简体繁体 English

合并两个字符串之间的差异的方法？

[英]A Way To Merge Differences Between Two Strings?

原文 2012-01-22 01:41:28 0 1 php/ wordpress/ html-parsing/ string-parsing

I've created a wordpress plugin which automatically adds a  tag to your post based on certain criteria, but intelligently places this tag inside your post. 我已经创建了一个wordpress插件，可以根据特定条件自动为帖子添加标签，但会智能地将此标记放在帖子中。 The problem is, I haven't come up with a proper way to battle HTML code. 问题是，我没有想出一个正确的方法来对抗HTML代码。 Currently I have it checking to see if there is a < , and if so, it finds the next > in the post. 目前我检查是否有< ，如果有，它会在帖子中找到下一个> 。

What I'm hoping to do here is remove the html from the equation entirely. 我希望在这里做的是完全从等式中删除html。 I was wondering if there is any system, like a git for PHP, where I would be able to save the HTML code version of the string, and then strip the HTML away and store the plaintext version of the code in another variable, place the  tag into the plaintext version of the code, and then compare the two versions to properly merge the HTML code back into the plaintext. 我想知道是否有任何系统，比如PHP的git，我可以保存字符串的HTML代码版本，然后剥离HTML并将代码的纯文本版本存储在另一个变量中，放置标记到代码的纯文本版本，然后比较两个版本以正确地将HTML代码合并回明文。

I've tried Google, I've done about 100 hours of code changes, and I've still not come up with a solution. 我已经尝试过Google，我已经完成了大约100个小时的代码更改，而我仍然没有提出解决方案。 So now I'm bowing to the power of the cloud. 所以现在我屈服于云的力量。 Is there anyone here that can come up with a solution? 这里有没有人可以提出解决方案？

1 个解决方案

I have only a very rough idea of what you're trying to implement, so here's a very crude way of doing it. 我对你要实现的内容只有一个非常粗略的想法，所以这是一个非常粗略的方法。
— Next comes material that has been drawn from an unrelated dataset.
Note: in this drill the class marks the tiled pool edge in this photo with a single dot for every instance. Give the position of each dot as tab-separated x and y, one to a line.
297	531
Instead of taking the plain text separately and then doing all the calculations on it, you can do this in an "on the go" method. 您可以在“随时随地”的方法中执行此操作，而不是单独使用纯文本然后对其进行所有计算。

Run a loop on all the characters in your post. 对帖子中的所有字符运行循环。 If you find a < ignore ("continue") whatever comes next till you find a > so, essentially you get the plain text inside the loop, you can do all your initial counting inside this loop (total no. of character, no. of words, etc.) - Run this loop once more and add the more tag to the content based on the initial count, break out of the second loop. 如果你发现< ignore（“continue”）接下来发生的任何事情，直到你发现> so，基本上你得到循环中的纯文本，你可以在这个循环中完成所有初始计数（字符总数，不。（等等） - 再次运行此循环，并根据初始计数向内容添加更多标记，突破第二个循环。

Written below is another idea, which is a lot more complicated and assuming that you can't do without getting the plain text. 下面写的是另一个想法，它更加复杂，假设你不能没有得到纯文本。

Let the M be the main string that contains the whole post content. 设M是包含整个帖子内容的主字符串。 Every time you find a <tag> , push it into an array, remember the location of this tag in M, push that into another array. 每次找到<tag> ，将其推入数组，记住M中此标记的位置，将其推入另一个数组。

Once you have pushed all the tags in M into an array along with the location of the tag, what you have left is plain text. 将M中的所有标记与标记的位置一起推入数组后，剩下的就是纯文本。 After you're done, pop back all the tags from the array to the plain text based on the location. 完成后，根据位置将数组中的所有标记弹回到纯文本。 This ofcourse, needs a lot of refinement, but its just an idea you can develop on. 这一点，需要大量的改进，但它只是一个你可以发展的想法。